Unit 3.4.6 Prefetching (tricky; seems to confuse the compiler...)
ΒΆElements of \(\widetilde A \) in theory remain in the L2 cache. If you implemented the \(6 \times 8 \) kernel, you are using 15 out of 16 vector registers and the hardware almost surely prefetches the next element of \(\widetilde A \) into the L1 cache while computing with the current one. One can go one step further by using the last unused vector register as well, so that you use two vector registers to load/broadcast two elements of \(\widetilde A \text{.}\) The CPU of most modern cores will execute "out of order" which means that at the hardware level instructions are rescheduled so that a "stall" (a hickup in the execution because, for example, data is not available) is covered by other instructions. It is highly likely that this will result in the current computation overlapping with the next element from \(\widetilde A\) being prefetched (load/broadcast) into a vector register.
A second reason to prefetch is to overcome the latency to main memory for bringing in the next micro-tile of \(C \text{.}\) The Intel instruction set (and vector intrinsic library) includes instructions to prefetch data into an indicated level of cache. This is accomplished by calling the instruction
void _mm_prefetch(char *p, int i)
The argument *p gives the address of the byte (and corresponding cache line) to be prefetched.
-
The value i is the hint that indicates which level to prefetch to.

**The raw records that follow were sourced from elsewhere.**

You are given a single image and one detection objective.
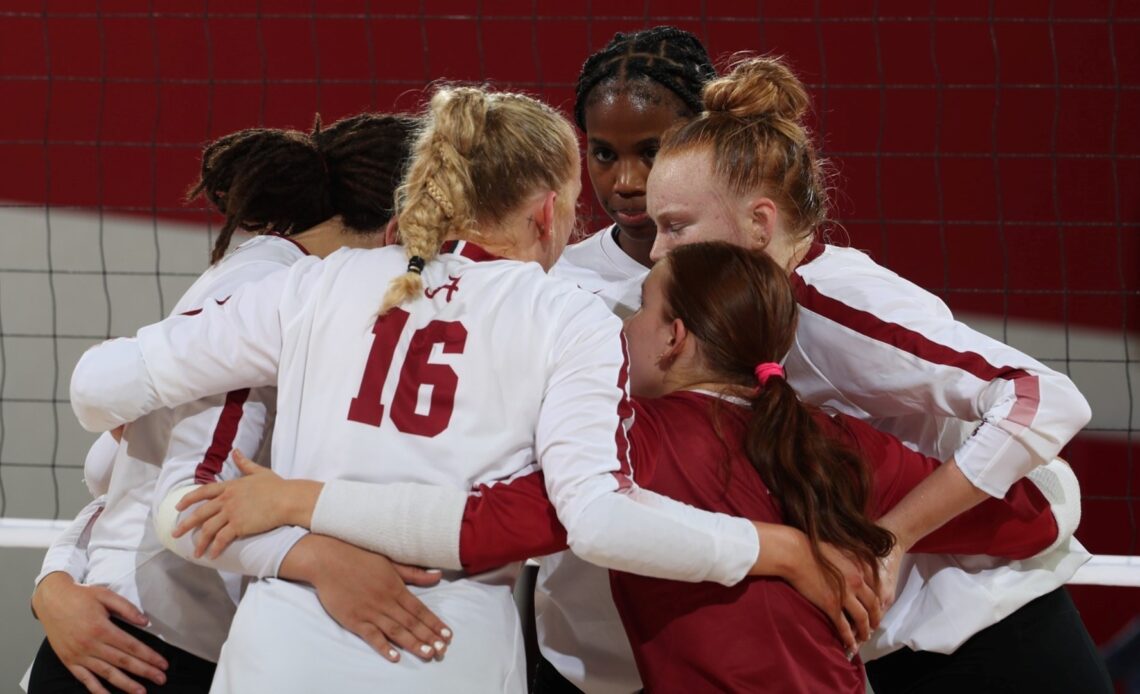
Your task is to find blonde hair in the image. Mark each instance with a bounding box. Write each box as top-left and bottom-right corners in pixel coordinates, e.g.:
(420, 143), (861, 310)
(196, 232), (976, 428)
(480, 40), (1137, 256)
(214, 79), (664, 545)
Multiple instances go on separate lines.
(658, 57), (829, 235)
(380, 87), (578, 313)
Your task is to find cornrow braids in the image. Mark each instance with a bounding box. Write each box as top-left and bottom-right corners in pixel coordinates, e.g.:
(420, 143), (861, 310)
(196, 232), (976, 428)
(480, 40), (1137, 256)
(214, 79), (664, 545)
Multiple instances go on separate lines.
(187, 128), (333, 263)
(188, 113), (418, 263)
(312, 113), (420, 234)
(573, 26), (716, 131)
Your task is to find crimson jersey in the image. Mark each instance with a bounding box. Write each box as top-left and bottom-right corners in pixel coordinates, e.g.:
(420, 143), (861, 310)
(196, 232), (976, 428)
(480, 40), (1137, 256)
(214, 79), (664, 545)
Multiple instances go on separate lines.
(72, 242), (758, 692)
(611, 392), (1057, 694)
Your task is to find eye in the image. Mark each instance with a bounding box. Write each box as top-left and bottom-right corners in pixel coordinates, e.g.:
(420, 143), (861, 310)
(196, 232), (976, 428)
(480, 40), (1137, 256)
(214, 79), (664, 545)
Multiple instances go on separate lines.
(589, 147), (618, 164)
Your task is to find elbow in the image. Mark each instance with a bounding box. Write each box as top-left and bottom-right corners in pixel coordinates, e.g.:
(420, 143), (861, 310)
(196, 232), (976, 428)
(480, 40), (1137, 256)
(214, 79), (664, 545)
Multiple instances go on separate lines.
(71, 350), (113, 432)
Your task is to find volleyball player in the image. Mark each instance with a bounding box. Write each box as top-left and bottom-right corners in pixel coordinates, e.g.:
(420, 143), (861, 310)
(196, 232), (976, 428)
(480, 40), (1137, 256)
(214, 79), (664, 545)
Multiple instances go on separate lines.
(64, 88), (880, 691)
(165, 237), (1058, 693)
(648, 59), (1110, 694)
(531, 26), (716, 694)
(30, 114), (440, 692)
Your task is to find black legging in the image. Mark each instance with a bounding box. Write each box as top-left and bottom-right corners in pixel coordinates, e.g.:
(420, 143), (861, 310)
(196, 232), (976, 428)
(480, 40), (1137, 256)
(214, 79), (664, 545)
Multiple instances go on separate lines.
(27, 620), (217, 694)
(866, 588), (1113, 694)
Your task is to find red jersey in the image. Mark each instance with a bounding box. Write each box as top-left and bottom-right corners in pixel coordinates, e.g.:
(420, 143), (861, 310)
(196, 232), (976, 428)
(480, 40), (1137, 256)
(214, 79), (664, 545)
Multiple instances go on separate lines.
(611, 392), (1056, 694)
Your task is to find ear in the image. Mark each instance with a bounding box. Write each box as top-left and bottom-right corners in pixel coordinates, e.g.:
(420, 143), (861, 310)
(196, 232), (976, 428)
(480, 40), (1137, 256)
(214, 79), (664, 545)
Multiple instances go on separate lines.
(383, 217), (400, 246)
(535, 190), (559, 238)
(747, 197), (780, 248)
(658, 318), (695, 369)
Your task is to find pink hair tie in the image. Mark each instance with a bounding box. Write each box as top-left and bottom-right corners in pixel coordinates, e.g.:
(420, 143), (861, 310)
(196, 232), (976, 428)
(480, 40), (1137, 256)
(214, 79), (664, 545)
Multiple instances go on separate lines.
(755, 361), (783, 387)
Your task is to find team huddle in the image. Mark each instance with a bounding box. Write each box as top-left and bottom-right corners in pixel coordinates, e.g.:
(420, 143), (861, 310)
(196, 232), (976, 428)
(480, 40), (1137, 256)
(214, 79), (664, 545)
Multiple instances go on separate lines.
(29, 27), (1112, 694)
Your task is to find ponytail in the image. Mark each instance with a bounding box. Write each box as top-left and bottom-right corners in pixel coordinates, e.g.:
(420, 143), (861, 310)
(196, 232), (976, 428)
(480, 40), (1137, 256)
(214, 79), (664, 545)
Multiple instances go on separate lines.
(665, 242), (894, 593)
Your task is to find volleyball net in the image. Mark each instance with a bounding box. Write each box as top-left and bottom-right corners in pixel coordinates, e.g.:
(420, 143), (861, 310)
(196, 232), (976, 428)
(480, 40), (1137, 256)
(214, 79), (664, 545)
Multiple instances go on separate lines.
(0, 0), (1140, 642)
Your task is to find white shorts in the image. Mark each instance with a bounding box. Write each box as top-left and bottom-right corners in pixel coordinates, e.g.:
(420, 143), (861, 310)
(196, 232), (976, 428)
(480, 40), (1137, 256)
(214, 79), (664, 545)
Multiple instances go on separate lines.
(210, 579), (527, 694)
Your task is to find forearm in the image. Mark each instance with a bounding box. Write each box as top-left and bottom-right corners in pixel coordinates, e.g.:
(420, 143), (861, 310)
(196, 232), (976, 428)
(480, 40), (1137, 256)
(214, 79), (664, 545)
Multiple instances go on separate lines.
(879, 459), (990, 550)
(560, 487), (760, 586)
(310, 480), (465, 570)
(35, 497), (104, 585)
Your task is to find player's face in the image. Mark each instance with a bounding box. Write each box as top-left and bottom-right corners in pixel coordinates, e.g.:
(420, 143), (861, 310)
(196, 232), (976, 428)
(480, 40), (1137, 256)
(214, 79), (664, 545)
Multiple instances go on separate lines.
(585, 85), (683, 239)
(625, 262), (673, 398)
(645, 148), (751, 262)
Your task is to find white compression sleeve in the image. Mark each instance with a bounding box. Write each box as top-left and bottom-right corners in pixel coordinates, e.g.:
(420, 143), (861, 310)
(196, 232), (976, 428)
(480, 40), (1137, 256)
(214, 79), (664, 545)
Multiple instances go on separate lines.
(311, 480), (467, 570)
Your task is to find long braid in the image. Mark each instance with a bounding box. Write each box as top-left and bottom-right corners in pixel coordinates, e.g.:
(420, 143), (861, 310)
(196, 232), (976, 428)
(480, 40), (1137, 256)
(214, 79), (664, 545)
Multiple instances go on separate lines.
(573, 26), (716, 130)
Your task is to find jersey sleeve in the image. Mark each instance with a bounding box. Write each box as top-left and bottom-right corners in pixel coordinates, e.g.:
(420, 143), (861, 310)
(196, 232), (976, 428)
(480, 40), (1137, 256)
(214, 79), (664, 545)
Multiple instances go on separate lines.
(792, 266), (1091, 498)
(35, 496), (106, 586)
(71, 259), (316, 431)
(536, 294), (759, 586)
(152, 389), (306, 578)
(830, 415), (1058, 560)
(83, 432), (119, 497)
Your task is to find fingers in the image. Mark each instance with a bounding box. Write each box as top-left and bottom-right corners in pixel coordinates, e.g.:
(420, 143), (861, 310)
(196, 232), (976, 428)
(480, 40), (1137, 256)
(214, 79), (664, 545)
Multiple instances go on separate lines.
(91, 587), (151, 629)
(174, 482), (226, 511)
(828, 607), (858, 660)
(67, 666), (112, 694)
(375, 607), (446, 661)
(355, 622), (400, 663)
(392, 562), (443, 588)
(92, 644), (166, 689)
(194, 513), (228, 557)
(399, 593), (451, 651)
(210, 523), (237, 560)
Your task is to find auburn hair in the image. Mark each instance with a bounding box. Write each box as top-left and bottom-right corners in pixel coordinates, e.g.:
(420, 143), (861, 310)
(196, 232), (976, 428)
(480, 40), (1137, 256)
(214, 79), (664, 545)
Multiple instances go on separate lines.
(658, 57), (830, 236)
(662, 242), (894, 593)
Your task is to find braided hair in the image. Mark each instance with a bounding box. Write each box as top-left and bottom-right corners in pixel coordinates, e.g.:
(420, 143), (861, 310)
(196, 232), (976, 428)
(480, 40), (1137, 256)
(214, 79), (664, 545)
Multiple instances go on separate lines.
(573, 26), (716, 131)
(187, 113), (418, 263)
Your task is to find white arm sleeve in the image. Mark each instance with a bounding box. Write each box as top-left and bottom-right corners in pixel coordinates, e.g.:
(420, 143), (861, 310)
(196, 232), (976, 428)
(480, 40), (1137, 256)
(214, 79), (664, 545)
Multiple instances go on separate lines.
(537, 294), (759, 586)
(788, 259), (1091, 497)
(153, 387), (306, 578)
(312, 480), (467, 570)
(83, 433), (119, 497)
(71, 259), (314, 431)
(35, 497), (106, 586)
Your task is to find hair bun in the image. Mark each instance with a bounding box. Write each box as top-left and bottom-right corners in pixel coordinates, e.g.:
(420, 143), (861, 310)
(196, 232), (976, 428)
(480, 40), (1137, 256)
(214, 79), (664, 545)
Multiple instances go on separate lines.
(431, 87), (490, 157)
(705, 58), (811, 121)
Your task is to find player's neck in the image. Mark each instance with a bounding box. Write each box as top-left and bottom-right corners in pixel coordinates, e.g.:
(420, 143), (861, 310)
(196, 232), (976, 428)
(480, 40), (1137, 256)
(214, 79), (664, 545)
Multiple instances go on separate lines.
(290, 217), (384, 258)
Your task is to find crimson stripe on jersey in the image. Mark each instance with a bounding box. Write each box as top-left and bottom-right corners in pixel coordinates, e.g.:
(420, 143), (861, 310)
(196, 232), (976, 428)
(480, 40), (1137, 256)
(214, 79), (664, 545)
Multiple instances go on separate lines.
(790, 260), (1040, 426)
(613, 334), (634, 491)
(439, 240), (503, 262)
(194, 387), (250, 484)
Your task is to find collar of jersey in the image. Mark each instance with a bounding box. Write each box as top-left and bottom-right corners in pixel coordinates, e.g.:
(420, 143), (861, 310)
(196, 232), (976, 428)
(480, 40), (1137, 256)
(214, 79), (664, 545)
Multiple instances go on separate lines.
(439, 240), (503, 262)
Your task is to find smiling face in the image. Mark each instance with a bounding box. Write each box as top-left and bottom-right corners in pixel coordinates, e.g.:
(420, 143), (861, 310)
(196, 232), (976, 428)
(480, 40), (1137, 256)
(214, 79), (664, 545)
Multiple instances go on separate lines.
(646, 149), (755, 262)
(585, 82), (686, 239)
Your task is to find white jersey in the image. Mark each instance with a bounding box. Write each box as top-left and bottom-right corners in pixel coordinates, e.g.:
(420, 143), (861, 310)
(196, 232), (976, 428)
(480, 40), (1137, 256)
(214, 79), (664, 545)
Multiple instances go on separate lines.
(72, 242), (758, 692)
(524, 242), (1089, 694)
(551, 224), (649, 319)
(784, 244), (1090, 660)
(535, 226), (649, 694)
(59, 236), (304, 661)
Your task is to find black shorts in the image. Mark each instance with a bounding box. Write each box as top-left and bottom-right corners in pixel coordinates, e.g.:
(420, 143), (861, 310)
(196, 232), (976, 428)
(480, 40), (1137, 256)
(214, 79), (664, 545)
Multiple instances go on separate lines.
(866, 588), (1113, 694)
(27, 620), (218, 694)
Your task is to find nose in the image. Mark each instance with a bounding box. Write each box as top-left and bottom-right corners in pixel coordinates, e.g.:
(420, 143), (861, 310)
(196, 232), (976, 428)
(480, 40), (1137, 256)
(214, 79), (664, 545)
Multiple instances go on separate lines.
(649, 231), (673, 263)
(613, 160), (645, 197)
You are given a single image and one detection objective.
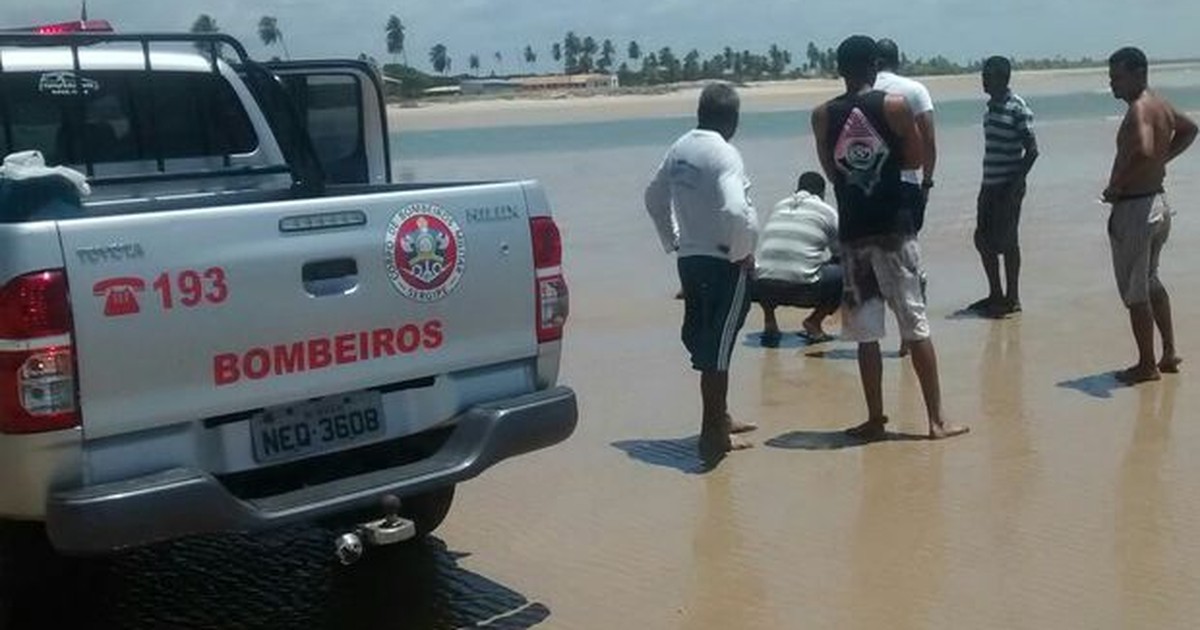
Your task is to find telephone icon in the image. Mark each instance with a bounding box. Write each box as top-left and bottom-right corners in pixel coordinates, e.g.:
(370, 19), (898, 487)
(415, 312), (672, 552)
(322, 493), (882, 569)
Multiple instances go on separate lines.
(91, 277), (146, 317)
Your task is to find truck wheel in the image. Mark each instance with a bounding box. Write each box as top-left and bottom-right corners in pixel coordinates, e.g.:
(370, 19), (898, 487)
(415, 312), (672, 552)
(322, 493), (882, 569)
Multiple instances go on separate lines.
(400, 486), (455, 540)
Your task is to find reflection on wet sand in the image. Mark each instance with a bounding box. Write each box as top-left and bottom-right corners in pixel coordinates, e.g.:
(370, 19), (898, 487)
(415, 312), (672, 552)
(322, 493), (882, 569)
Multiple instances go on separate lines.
(838, 448), (947, 630)
(1112, 378), (1180, 628)
(680, 467), (780, 630)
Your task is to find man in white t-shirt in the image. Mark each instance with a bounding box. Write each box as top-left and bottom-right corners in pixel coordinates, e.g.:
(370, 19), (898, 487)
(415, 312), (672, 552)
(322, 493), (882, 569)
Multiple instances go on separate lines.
(875, 37), (937, 356)
(644, 83), (758, 461)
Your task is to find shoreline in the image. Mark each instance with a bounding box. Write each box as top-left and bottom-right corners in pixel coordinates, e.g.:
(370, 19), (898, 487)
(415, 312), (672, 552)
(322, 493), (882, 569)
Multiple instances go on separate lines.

_MM_HINT_T0: prefetch data into all levels of the cache hierarchy.
_MM_HINT_T1: prefetch data into level 2 cache and higher.
_MM_HINT_T2: prefetch data into level 3 cache and higher, or an implementation-specific choice.
These are actually hints that a compiler can choose to ignore. In theory, with this a next micro-tile of \(C \) can be moved into a more favorable memory layer while a previous micro-tile is being updated. In theory, the same mechanism can be used to bring a next micro-panel of \(\widetilde B \text{,}\) which itself is meant to reside in the L3 cache, into the L1 cache during computation with a previous such micro-panel. In practice, we did not manage to make this work. It may work better to use equivalent instructions with in-lined assembly code.
For additional information, you may want to consult Intel's Intrinsics Guide.